Aunt Parkes, in contrast, had said nothing, her fingers tugging anxiously at the collar of pearls covering the whole of her throat from just beneath her chin to her collarbone, along which Ellie could see the beginnings of an angry graze, obviously caused earlier when she had fallen. As she lifted her arm, Ellie also noticed the beginnings of a bruise swe
lling the pale skin.
‘Connie, if you know anything about John’s disappearance,’ Ellie whispered to her sister, ‘then –’
‘Do you think I would tell you if I did?’ Connie whispered back furiously. ‘If John wants to see his dog –’
The dog! Of course. Why on earth hadn’t she thought of that?

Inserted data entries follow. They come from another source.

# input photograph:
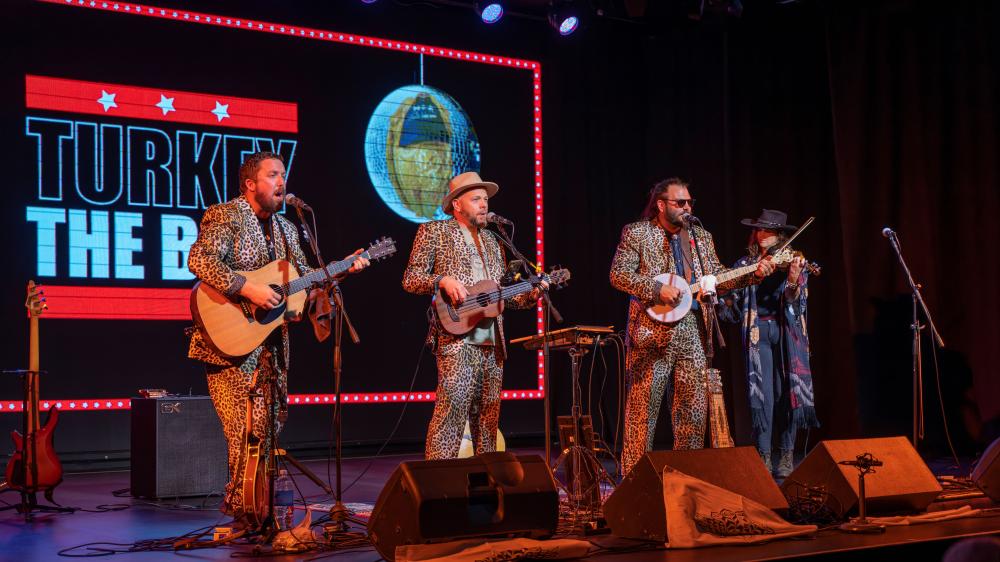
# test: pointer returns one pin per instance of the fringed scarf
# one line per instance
(795, 354)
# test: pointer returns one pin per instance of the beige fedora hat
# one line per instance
(464, 182)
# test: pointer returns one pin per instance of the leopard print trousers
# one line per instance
(229, 388)
(469, 385)
(676, 369)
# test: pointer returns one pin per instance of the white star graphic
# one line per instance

Under cover of their older relatives’ angry discussion, Ellie looked at her sister. Connie’s defiant expression gave her away immediately.

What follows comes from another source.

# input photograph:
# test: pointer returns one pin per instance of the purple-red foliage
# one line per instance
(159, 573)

‘Connie, why didn’t you tell me?’ Ellie demanded.
‘Why should I?’ Connie hissed back. ‘I told John that we can’t go back home because of you and he hates you for it as much as I do.’
Ellie could have cried. Torn between a juvenile desire to defend herself and a more mature need to protect her siblings, she felt both deserted and to blame. Bleakly she recognised how alone she was, and how afraid that made her feel. And all the time inside her head there was still that shocking image of her father in bed with that woman!
There was no one she could turn to – no one at all.
But right now what mattered more than her own feelings was getting John back before he got into any more trouble. It was still an hour before they were due to leave for Winckley Square, and so Ellie excused herself and hurried from the room.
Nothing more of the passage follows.